Il 22 gennaio è finalmente entrato in vigore il Trattato per la proibizione delle armi nucleari che proibisce agli Stati di sviluppare, testare, produrre, fabbricare, trasferire, possedere, immagazzinare, usare o minacciare di usare armi nucleari, o anche permettere che armi nucleari siano posizionate sul proprio territorio.
Ai negoziati, iniziati alle Nazioni Unite nel 2017 con la partecipazione di 129 paesi, non c’erano l’Italia né gli altri paesi con armi nucleari o aderenti ad alleanze militari come la Nato (a eccezione dei Paesi Bassi). Erano invece presenti organizzazioni internazionali quali l'Unione europea e la Croce Rossa Internazionale e numerose organizzazioni non governative, tra cui la International Campaign to Abolish Nuclear Weapons, vincitrice nello stesso anno del premio Nobel per la pace.
La deliberazione dell’Assemblea generale non ha potere vincolante se non per i 51 stati che hanno ratificato il trattato, tuttavia è un passo fondamentale verso l’eliminazione delle armi più distruttive che il mondo abbia mai conosciuto: ci sono 14000 ordigni negli arsenali nucleari, ognuno almeno dieci volte più potente delle bombe sganciate su Hiroshima e Nagasaki.
Un piccolo passo distensivo, che non mette però in discussione l’attuale dispiegamento di armi atomiche, arriva da Joe Biden e Vladimir Putin, che hanno esteso di cinque anni il trattato Start che limita le dimensioni degli arsenali nucleari strategici dei due paesi, evitando così una costosissima, oltre che pericolosa, corsa a un nuovo riarmo.

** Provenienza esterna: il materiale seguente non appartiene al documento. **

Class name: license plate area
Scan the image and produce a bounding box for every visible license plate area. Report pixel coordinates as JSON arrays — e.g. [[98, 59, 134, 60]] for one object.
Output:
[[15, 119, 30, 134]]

In Italia le basi militari di Ghedi e Aviano ospitano circa 40 testate nucleari – una verità ammessa faticosamente dalla Nato - che dovrebbero essere a breve sostituite con ordigni di nuova generazione, controllati da una speciale unità statunitense.
L'estrema pericolosità di questa presenza è evidente: non solo sarebbero oggetto di devastanti rappresaglie, o anche di attacchi preventivi, nel caso di un conflitto nucleare, ma anche un semplice attentato terroristico, che arrivi a far esplodere uno di questi ordigni provocherebbe milioni di morti (da due a dieci secondo uno studio di qualche anno fa del ministero della difesa: https://www.greenpeace.org/static/planet4-italy-stateless/7949b3cb-20201130_report-nuclear-sharing_final.docx.pdf)
Contro la presenza delle armi atomiche nel nostro paese e per la loro definitiva messa al bando si sono attivati sindacati, associazioni, movimenti ed esponenti religiosi che negli ultimi giorni hanno intensificato i loro appelli perché l’Italia si assuma le proprie responsabilità e si unisca ai paesi che hanno già ratificato il trattato.
Un recente sondaggio Ipsos-Greenpeace Italia ha rilevato che l’80 per cento degli intervistati è contrario a ospitare le bombe atomiche americane e ad avere cacciabombardieri in grado di utilizzarle, e viceversa vuole che il nostro paese aderisca al Trattato per la proibizione delle armi nucleari.
La risposta del Ministero degli esteri è deludente. Si dice convinto che “l’approccio migliore per conseguire un effettivo disarmo nucleare implichi un pieno coinvolgimento dei paesi militarmente nucleari […] e che il percorso tenga conto oltre che delle considerazioni di carattere umanitario, anche delle esigenze di sicurezza nazionale e stabilità internazionale”.
Ci vorrà ancora molto prima che i governi ascoltino la voce dei cittadini.